We’ve always been told that an apple a day keeps the doctor away. And today, nutritional science confirms what experts knew all along: Packing just 95 calories, the Harvard School of Public Health states that a medium apple contains no fat, 25 grams of carbohydrates, 19 grams of natural sugar, and three grams of both insoluble and soluble fiber. By contrast, an 8-ounce glass of apple juice has 114 calories, less than half a gram of fat, 1/2 gram of dietary fiber, and nearly 24 grams of sugar (via Livestrong). So is drinking apple juice as beneficial as eating the fruit whole?
In some ways, the answer is yes. A top benefit of the juice actually is due to its high water content, making it a great way to keep your body hydrated, particularly during the hot summer months. And if you need to rehydrate quickly, dilute the apple juice with an equal amount of water for a tasty half-and-half beverage (via Healthline).
Apple juice gives you some health benefits
Apple juice can do more than hydrate. It’s also rich in vitamin C — and if you pick a brand that’s added an extra vitamin boost to its juice, one serving could help you meet more than 100 percent of your recommended daily intake of vitamin C. This nutrient is essential to the maintenance of your immune system and the production of collagen, which helps maintain healthy skin, tendons, cartilage, and blood vessels (via Livestrong).

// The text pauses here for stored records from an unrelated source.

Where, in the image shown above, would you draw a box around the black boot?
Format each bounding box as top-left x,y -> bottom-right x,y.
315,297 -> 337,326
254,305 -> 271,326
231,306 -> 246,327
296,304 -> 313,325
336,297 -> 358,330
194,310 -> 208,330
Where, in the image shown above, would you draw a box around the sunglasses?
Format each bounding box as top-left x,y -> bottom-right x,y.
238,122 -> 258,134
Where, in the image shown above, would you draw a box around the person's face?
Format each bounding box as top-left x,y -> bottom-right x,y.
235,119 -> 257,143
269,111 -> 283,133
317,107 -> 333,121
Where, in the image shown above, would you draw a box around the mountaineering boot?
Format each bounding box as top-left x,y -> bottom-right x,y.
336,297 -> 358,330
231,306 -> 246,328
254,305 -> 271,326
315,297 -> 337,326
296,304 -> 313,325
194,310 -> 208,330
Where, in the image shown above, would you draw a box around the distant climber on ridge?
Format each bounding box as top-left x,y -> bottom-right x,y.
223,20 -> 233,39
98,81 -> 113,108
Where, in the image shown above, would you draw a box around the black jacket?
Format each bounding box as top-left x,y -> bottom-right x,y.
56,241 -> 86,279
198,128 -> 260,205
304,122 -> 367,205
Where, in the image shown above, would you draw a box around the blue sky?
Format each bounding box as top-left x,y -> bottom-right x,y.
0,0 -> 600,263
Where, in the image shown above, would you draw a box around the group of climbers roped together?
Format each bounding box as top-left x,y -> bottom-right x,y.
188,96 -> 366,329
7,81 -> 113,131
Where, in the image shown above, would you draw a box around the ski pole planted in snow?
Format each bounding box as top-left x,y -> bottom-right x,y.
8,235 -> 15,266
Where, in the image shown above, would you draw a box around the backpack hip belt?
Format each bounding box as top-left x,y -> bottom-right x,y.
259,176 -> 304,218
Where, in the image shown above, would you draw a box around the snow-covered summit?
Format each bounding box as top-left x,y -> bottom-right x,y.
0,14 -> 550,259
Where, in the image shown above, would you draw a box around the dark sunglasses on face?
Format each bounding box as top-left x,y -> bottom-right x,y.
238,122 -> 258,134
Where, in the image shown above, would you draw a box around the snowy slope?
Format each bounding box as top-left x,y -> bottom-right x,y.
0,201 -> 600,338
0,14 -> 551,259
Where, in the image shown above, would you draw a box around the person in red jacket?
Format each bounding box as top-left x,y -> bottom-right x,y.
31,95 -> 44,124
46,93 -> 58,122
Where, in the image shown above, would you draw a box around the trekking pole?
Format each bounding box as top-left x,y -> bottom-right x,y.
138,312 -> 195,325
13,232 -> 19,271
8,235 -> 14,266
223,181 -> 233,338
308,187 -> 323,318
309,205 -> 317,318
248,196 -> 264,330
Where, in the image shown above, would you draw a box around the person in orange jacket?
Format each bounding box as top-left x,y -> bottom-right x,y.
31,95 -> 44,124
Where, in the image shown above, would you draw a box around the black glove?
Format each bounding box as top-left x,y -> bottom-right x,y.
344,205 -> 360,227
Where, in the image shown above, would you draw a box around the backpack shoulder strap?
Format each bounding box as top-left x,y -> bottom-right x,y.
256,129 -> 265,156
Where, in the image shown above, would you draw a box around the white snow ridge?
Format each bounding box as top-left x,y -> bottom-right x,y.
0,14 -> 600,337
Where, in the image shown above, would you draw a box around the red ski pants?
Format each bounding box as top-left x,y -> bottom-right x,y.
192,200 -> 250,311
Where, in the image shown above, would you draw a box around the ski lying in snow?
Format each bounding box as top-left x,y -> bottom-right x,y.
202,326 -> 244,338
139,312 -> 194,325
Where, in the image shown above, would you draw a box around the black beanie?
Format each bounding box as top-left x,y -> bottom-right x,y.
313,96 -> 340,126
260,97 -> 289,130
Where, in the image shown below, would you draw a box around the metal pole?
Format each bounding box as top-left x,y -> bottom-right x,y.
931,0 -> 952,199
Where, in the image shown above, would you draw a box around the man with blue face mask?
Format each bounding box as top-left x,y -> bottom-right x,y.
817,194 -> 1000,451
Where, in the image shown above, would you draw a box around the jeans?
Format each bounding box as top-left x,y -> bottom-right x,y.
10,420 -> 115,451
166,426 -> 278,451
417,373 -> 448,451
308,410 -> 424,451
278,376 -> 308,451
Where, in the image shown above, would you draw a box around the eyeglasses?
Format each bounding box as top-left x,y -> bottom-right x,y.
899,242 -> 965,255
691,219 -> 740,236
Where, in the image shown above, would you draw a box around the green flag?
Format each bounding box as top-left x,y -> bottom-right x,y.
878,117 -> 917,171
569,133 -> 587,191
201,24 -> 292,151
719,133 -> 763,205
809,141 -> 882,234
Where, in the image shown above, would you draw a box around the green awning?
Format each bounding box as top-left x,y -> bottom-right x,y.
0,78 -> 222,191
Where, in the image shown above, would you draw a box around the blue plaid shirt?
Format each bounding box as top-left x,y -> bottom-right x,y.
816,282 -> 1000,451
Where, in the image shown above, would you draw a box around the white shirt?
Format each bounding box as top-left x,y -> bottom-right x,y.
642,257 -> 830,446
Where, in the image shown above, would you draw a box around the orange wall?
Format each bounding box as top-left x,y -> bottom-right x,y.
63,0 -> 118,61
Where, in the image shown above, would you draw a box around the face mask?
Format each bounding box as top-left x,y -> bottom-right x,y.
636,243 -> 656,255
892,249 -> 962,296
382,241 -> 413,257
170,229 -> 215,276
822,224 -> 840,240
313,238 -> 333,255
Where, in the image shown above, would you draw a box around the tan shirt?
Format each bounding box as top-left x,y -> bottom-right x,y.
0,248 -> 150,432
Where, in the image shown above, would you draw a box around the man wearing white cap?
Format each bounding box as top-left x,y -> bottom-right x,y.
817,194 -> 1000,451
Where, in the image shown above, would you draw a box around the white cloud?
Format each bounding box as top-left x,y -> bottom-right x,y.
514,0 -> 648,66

And if you really want to reap the benefits of drinking apple juice, go for the cloudy, instead of clear, version. That’s because cloudy juice contains up to 62 percent more of the plant compound known as polyphenols, which helps arm your cells against the inflammation that can cause certain types of cancer and heart disease. Studies also suggest that polyphenols could protect your brain from harmful free radicals, but more tests are needed to determine how much apple juice we’d need to take in order for it boost our brain function (via Healthline).
Apple juice isn't the best thing for you
As with most things, too much apple juice has several downsides. While apples themselves are full of beneficial plant compounds, two of the most important ones, quercetin and pectin, are only found in the skin — which doesn’t make its way into the juice (via Harvard). Plus, since you don’t need to work as hard to digest apple juice as you would an apple, drinking large quantities of it — and all of the sugar it contains — could trigger weight gain (via Healthline). More importantly, all of that sugar can lead to increased insulin resistance and even diabetes, according to a study in the scientific journal The BMJ.
These factors combine to make apple juice an enjoyable beverage that we can enjoy occasionally, but it’s probably best to avoid a daily glass.